Figure 1. The fine tuning of a computational model.

What does the code enable?
  • LiSDAS features basic functions to explore kinetic parameter values in a biological pathway model and to retrieve new hypothetical models (reconstruction of unreliable models) from a quite huge space of potential model sets such that simulation trajectories reproduce experimentally-observed profiles of model variables on diverse scales.
MEGADOCK Exhaustive protein-protein interaction network prediction tools based on 3D conformation data.
ID:D-9
Principal developer

Yutaka AKIYAMA, Professor, Tokyo Institute of Technology

General description

The code implements the simplified novel evaluation model for protein-protein interactions (PPI) based on the surface shape complementarily and the electrostatic interactions derived from the protein's 3D conformation data. Adopting FFT much reduces computing time to run faster on a large scale parallel computer

Computational model

The complex convolutions on 3-D voxel models evaluate the binding between two protein conformations

Computational method

The surface shape complementarities and the electrostatic interactions are scored with a single complex number. The convolution calculation for two conformations is done in Fourier space, and the inverse Fourier transformation gives the evaluated values.

Parallelization

OpenMP for intra-node and MPI for inter-node are applied to the rotation angle parallelization.

Required language and library

C++, MPI, OpenMP, FFTW3.2.2

Status of code for public release

Source code is available through ISLIM download site.

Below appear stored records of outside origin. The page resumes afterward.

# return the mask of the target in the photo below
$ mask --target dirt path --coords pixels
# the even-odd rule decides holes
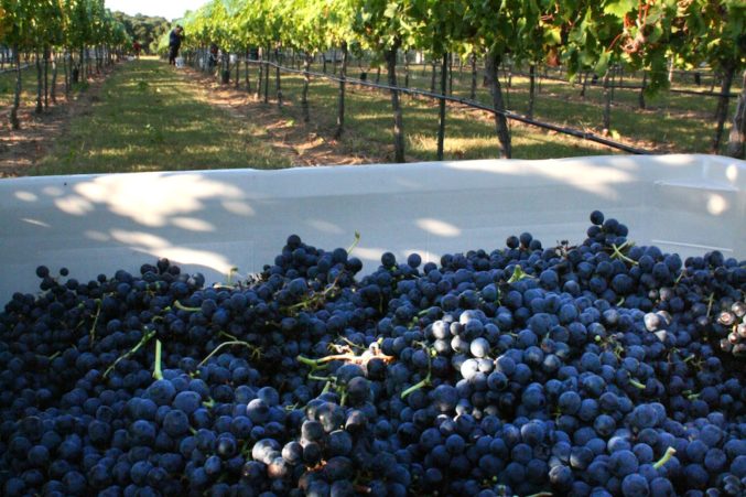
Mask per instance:
[[[62,137],[77,116],[89,112],[91,104],[98,100],[101,84],[113,71],[126,71],[126,63],[107,68],[94,75],[85,91],[64,96],[64,85],[57,97],[57,105],[50,102],[50,108],[41,115],[34,107],[22,106],[19,110],[21,129],[12,130],[8,123],[10,109],[0,110],[0,177],[33,175],[34,168]],[[185,68],[190,79],[209,93],[209,101],[228,111],[238,119],[250,119],[266,130],[267,140],[281,154],[289,156],[293,165],[312,166],[327,164],[361,164],[374,162],[376,158],[349,155],[339,151],[337,143],[328,139],[313,125],[299,125],[288,114],[281,112],[274,105],[266,105],[255,100],[253,95],[236,89],[231,85],[219,85],[214,77],[198,71]],[[292,107],[292,104],[288,104]]]
[[[220,85],[215,77],[191,67],[183,69],[196,84],[205,87],[212,104],[226,109],[240,119],[251,119],[267,131],[267,140],[277,151],[290,155],[293,165],[338,165],[364,164],[380,161],[361,154],[350,155],[342,151],[336,140],[323,136],[313,125],[304,125],[281,112],[275,104],[264,104],[237,89],[233,85]],[[292,102],[285,102],[292,108]],[[295,112],[293,112],[295,114]]]
[[[10,108],[0,110],[0,177],[15,177],[34,174],[34,168],[46,155],[54,141],[69,128],[71,121],[87,112],[91,102],[98,99],[98,90],[111,72],[120,65],[105,68],[88,78],[88,88],[65,97],[64,82],[57,83],[57,104],[52,104],[43,114],[35,114],[34,107],[21,106],[19,119],[21,129],[13,130],[9,123]]]

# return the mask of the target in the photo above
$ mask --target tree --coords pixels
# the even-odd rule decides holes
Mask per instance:
[[[721,76],[711,151],[717,153],[736,74],[746,68],[746,3],[743,0],[693,0],[683,3],[674,29],[677,50],[691,65],[705,63]],[[737,138],[737,136],[736,136]]]
[[[353,30],[364,48],[386,61],[388,83],[391,87],[393,111],[393,155],[396,162],[404,162],[404,129],[397,87],[397,53],[414,44],[417,20],[411,17],[412,1],[408,0],[354,0],[356,12]]]

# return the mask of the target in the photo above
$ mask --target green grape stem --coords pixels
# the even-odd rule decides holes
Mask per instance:
[[[355,250],[355,247],[357,247],[357,244],[359,242],[360,242],[360,233],[355,231],[355,239],[353,240],[353,245],[350,245],[349,248],[347,249],[347,255],[353,253],[353,250]]]
[[[675,449],[673,449],[673,447],[668,447],[668,449],[666,450],[666,454],[663,454],[663,456],[662,456],[657,463],[655,463],[655,464],[652,465],[653,469],[660,469],[660,468],[663,466],[663,464],[666,464],[666,463],[668,463],[669,461],[671,461],[671,457],[673,457],[673,454],[675,454],[675,453],[677,453],[677,450],[675,450]]]
[[[179,309],[180,311],[187,311],[187,312],[199,312],[199,311],[202,311],[202,307],[190,307],[187,305],[182,304],[177,300],[174,301],[174,307]]]
[[[94,324],[90,326],[90,345],[94,345],[96,339],[96,326],[98,325],[98,316],[101,315],[101,300],[96,300],[96,315],[94,316]]]
[[[213,352],[210,352],[210,353],[207,355],[207,357],[205,357],[204,359],[202,359],[202,363],[199,363],[199,364],[197,365],[197,368],[204,366],[205,363],[207,363],[207,360],[208,360],[210,357],[213,357],[215,354],[217,354],[217,352],[218,352],[219,349],[221,349],[223,347],[228,347],[228,346],[230,346],[230,345],[241,345],[241,346],[244,346],[244,347],[247,347],[249,350],[251,350],[251,354],[252,354],[252,355],[257,354],[258,350],[259,350],[259,348],[255,347],[253,345],[249,344],[248,342],[241,342],[241,341],[224,342],[224,343],[221,343],[220,345],[218,345],[217,347],[215,347],[215,349],[214,349]]]
[[[162,344],[155,338],[155,364],[153,366],[153,378],[156,380],[163,379],[163,370],[161,369]]]
[[[635,388],[639,388],[640,390],[645,390],[645,385],[640,383],[635,378],[629,378],[629,385],[631,385]]]
[[[429,387],[429,386],[430,386],[430,381],[431,381],[431,379],[430,379],[430,374],[428,374],[428,376],[425,376],[424,379],[423,379],[422,381],[418,381],[417,383],[414,383],[414,385],[412,385],[411,387],[409,387],[407,390],[402,391],[402,392],[401,392],[401,398],[402,398],[402,399],[407,398],[407,396],[409,396],[410,393],[414,393],[415,391],[418,391],[418,390],[421,389],[422,387]]]
[[[111,372],[111,371],[113,370],[113,368],[117,367],[117,365],[118,365],[121,360],[125,360],[125,359],[127,359],[128,357],[131,357],[134,353],[137,353],[137,352],[140,349],[140,347],[142,347],[142,346],[145,345],[148,342],[150,342],[150,339],[151,339],[152,337],[154,337],[154,336],[155,336],[155,332],[150,332],[150,333],[148,333],[145,336],[142,337],[142,339],[140,339],[140,342],[138,342],[138,344],[137,344],[134,347],[132,347],[130,350],[128,350],[127,353],[122,354],[121,356],[117,357],[117,360],[115,360],[113,364],[112,364],[111,366],[109,366],[109,367],[106,369],[106,371],[104,371],[104,378],[106,378],[107,376],[109,376],[109,372]]]

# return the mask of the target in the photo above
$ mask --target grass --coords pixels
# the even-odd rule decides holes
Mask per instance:
[[[15,95],[15,71],[8,71],[9,65],[6,65],[4,72],[0,73],[0,108],[10,108],[13,105],[13,97]],[[50,94],[52,93],[52,66],[48,67],[46,76]],[[75,84],[72,87],[73,91],[82,89],[84,84]],[[62,64],[57,67],[57,98],[65,97],[65,74],[63,73]],[[42,99],[44,95],[42,94]],[[50,97],[50,104],[52,98]],[[21,108],[36,107],[36,65],[30,64],[28,67],[21,69]]]
[[[314,67],[321,71],[320,66]],[[399,84],[403,84],[403,68],[398,67]],[[331,72],[331,68],[329,68]],[[350,76],[357,77],[359,69],[350,68]],[[551,75],[552,74],[550,71]],[[256,84],[256,71],[252,69]],[[274,72],[270,84],[273,95]],[[368,74],[375,79],[375,72]],[[482,87],[483,74],[479,74],[476,99],[490,105],[487,88]],[[639,75],[626,76],[625,85],[639,85]],[[385,71],[381,82],[386,82]],[[410,87],[430,88],[430,68],[422,66],[410,69]],[[505,82],[504,82],[505,83]],[[703,82],[706,83],[706,82]],[[440,82],[437,82],[440,85]],[[471,73],[454,73],[453,94],[468,97]],[[513,76],[511,86],[504,84],[507,106],[510,110],[525,114],[528,110],[529,79]],[[698,87],[692,82],[674,82],[677,88],[709,90],[709,86]],[[300,122],[300,94],[302,77],[293,74],[282,75],[283,98],[292,104],[284,114]],[[391,153],[391,111],[388,93],[375,89],[360,89],[350,86],[346,100],[347,129],[349,130],[339,147],[352,154],[376,155],[381,150]],[[570,128],[602,134],[603,88],[588,85],[585,98],[580,97],[580,85],[542,79],[534,105],[534,118],[541,121],[562,125]],[[733,91],[739,88],[734,87]],[[312,79],[310,102],[312,121],[322,132],[331,134],[336,118],[335,83]],[[436,155],[437,106],[434,100],[404,96],[403,116],[407,140],[407,155],[410,160],[434,160]],[[657,152],[706,153],[710,151],[715,132],[712,112],[716,99],[710,97],[659,93],[647,97],[648,110],[638,109],[638,90],[615,89],[612,107],[612,129],[609,134],[633,145]],[[499,154],[498,141],[491,116],[486,112],[466,110],[448,105],[446,117],[445,159],[495,158]],[[588,154],[618,153],[614,149],[583,141],[570,136],[547,132],[536,127],[511,123],[513,158],[547,159]]]
[[[321,69],[321,67],[314,67]],[[403,71],[399,67],[399,82]],[[430,68],[412,67],[410,86],[430,87]],[[331,68],[329,68],[331,72]],[[359,75],[350,68],[350,76]],[[551,72],[550,72],[551,74]],[[555,74],[554,74],[555,75]],[[274,98],[274,72],[270,98]],[[0,74],[0,104],[3,85],[12,94],[12,73]],[[369,80],[375,79],[369,72]],[[479,74],[477,100],[490,102]],[[241,90],[244,87],[241,68]],[[625,84],[639,84],[638,75],[626,76]],[[9,84],[6,80],[10,82]],[[381,75],[381,82],[386,74]],[[25,69],[24,101],[33,105],[35,72]],[[251,68],[251,84],[257,67]],[[504,82],[507,83],[507,82]],[[455,72],[453,93],[468,97],[471,73]],[[233,87],[231,82],[230,86]],[[110,173],[224,168],[278,169],[291,166],[290,154],[273,147],[269,128],[278,117],[300,134],[315,132],[327,139],[336,128],[337,84],[312,78],[309,94],[311,122],[301,115],[301,75],[282,74],[285,105],[279,112],[267,112],[260,101],[249,104],[249,117],[228,114],[210,102],[208,89],[195,84],[184,72],[155,60],[121,64],[101,86],[97,100],[73,119],[68,131],[57,140],[52,153],[40,161],[34,174]],[[691,82],[675,87],[698,89]],[[528,108],[528,78],[515,75],[506,89],[508,108],[525,114]],[[580,85],[542,79],[537,95],[534,117],[552,123],[601,133],[603,94],[598,85],[588,85],[585,98]],[[703,85],[699,89],[709,89]],[[739,88],[734,88],[734,93]],[[716,99],[662,93],[647,98],[650,110],[637,109],[637,90],[615,90],[612,136],[620,141],[658,152],[709,152]],[[407,159],[436,159],[437,102],[423,97],[402,99]],[[275,106],[270,104],[270,109]],[[252,112],[255,111],[255,112]],[[274,115],[274,118],[270,115]],[[269,117],[268,117],[269,116]],[[516,159],[549,159],[618,153],[614,149],[574,137],[548,132],[536,127],[511,123]],[[300,129],[298,129],[300,128]],[[296,134],[299,134],[296,133]],[[274,143],[277,145],[277,143]],[[392,117],[388,91],[349,85],[346,99],[346,127],[334,143],[337,155],[361,158],[364,162],[393,160]],[[493,116],[488,112],[448,105],[445,159],[486,159],[499,156]]]
[[[289,166],[262,134],[173,67],[140,60],[109,76],[36,174]]]
[[[272,77],[274,77],[273,74]],[[252,84],[256,85],[256,71],[252,71],[251,77]],[[283,107],[282,112],[295,122],[302,122],[300,110],[302,84],[303,79],[300,75],[282,75],[283,99],[285,104],[289,104]],[[274,79],[270,84],[271,96],[273,85]],[[312,79],[309,91],[311,122],[326,136],[332,134],[336,126],[337,88],[338,86],[334,83],[315,78]],[[401,101],[408,160],[435,160],[437,104],[431,99],[409,96],[404,96]],[[337,144],[340,151],[374,160],[392,160],[392,115],[389,94],[350,85],[345,106],[346,131]],[[516,159],[614,153],[610,149],[595,143],[525,126],[512,127],[512,143]],[[448,106],[444,159],[496,156],[499,156],[499,142],[491,115],[466,110],[461,106]]]

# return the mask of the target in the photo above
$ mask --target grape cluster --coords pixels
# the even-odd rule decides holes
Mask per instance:
[[[736,358],[746,358],[746,300],[734,302],[720,313],[714,323],[715,333],[722,336],[721,349]]]
[[[599,212],[579,246],[353,253],[40,267],[0,313],[2,495],[746,493],[744,262]]]

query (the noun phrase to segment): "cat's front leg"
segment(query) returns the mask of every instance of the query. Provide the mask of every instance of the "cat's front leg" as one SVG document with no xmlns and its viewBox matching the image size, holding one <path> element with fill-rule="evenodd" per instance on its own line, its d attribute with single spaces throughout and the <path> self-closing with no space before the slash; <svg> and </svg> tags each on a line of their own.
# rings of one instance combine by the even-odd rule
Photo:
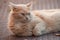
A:
<svg viewBox="0 0 60 40">
<path fill-rule="evenodd" d="M 46 33 L 48 33 L 48 30 L 46 29 L 45 23 L 38 23 L 33 29 L 34 36 L 39 36 Z"/>
</svg>

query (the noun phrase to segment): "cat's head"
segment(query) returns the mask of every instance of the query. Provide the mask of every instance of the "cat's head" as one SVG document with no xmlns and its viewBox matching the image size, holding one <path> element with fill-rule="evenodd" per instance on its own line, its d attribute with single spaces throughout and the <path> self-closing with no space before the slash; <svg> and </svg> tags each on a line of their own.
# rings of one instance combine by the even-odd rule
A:
<svg viewBox="0 0 60 40">
<path fill-rule="evenodd" d="M 12 16 L 21 22 L 27 22 L 31 20 L 31 2 L 28 4 L 13 4 L 10 3 L 10 9 Z"/>
</svg>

Maximum computing size in present experiences
  • Interaction prediction of human EGFR proteins (250,000 pairs)
  • A 512-core x86 cluster (20,000,000 seconds)
  • Required memory/disk storage: 1.5 TB/250 TB
Expected computing size in K computer
  • Interaction prediction for signal transduction pathway proteins relating human lung cancer (1000x1000 pairs for variable conditions. About 10x10/pair ensemble calculations corresponding to conformation change)
  • Use 320 thousands of cores (100,000 sec/case)
  • Required memory/disk storage: 640 TB/1 PB.
MEGADOCKイメージ

Figure 1. The flow of MEGADOCK's PPI network prediction. First, enter the target protein conformations. Second, the docking calculations are done for all combinations of the proteins. Third, the output score distributions are analyzed to get the protein pairs contributing to PPI. Fourth, the PPI network is predicted from the protein pair data.

MEGADOCKイメージ

Figure 2. MEGADOCK Scalability

What does the code enable?
  • The code can give, for example, understanding how several millions of proteins existing in a human cell mutually interact and control themselves. Such knowledge can give the important direction for drug discovery and resolving a disease cause.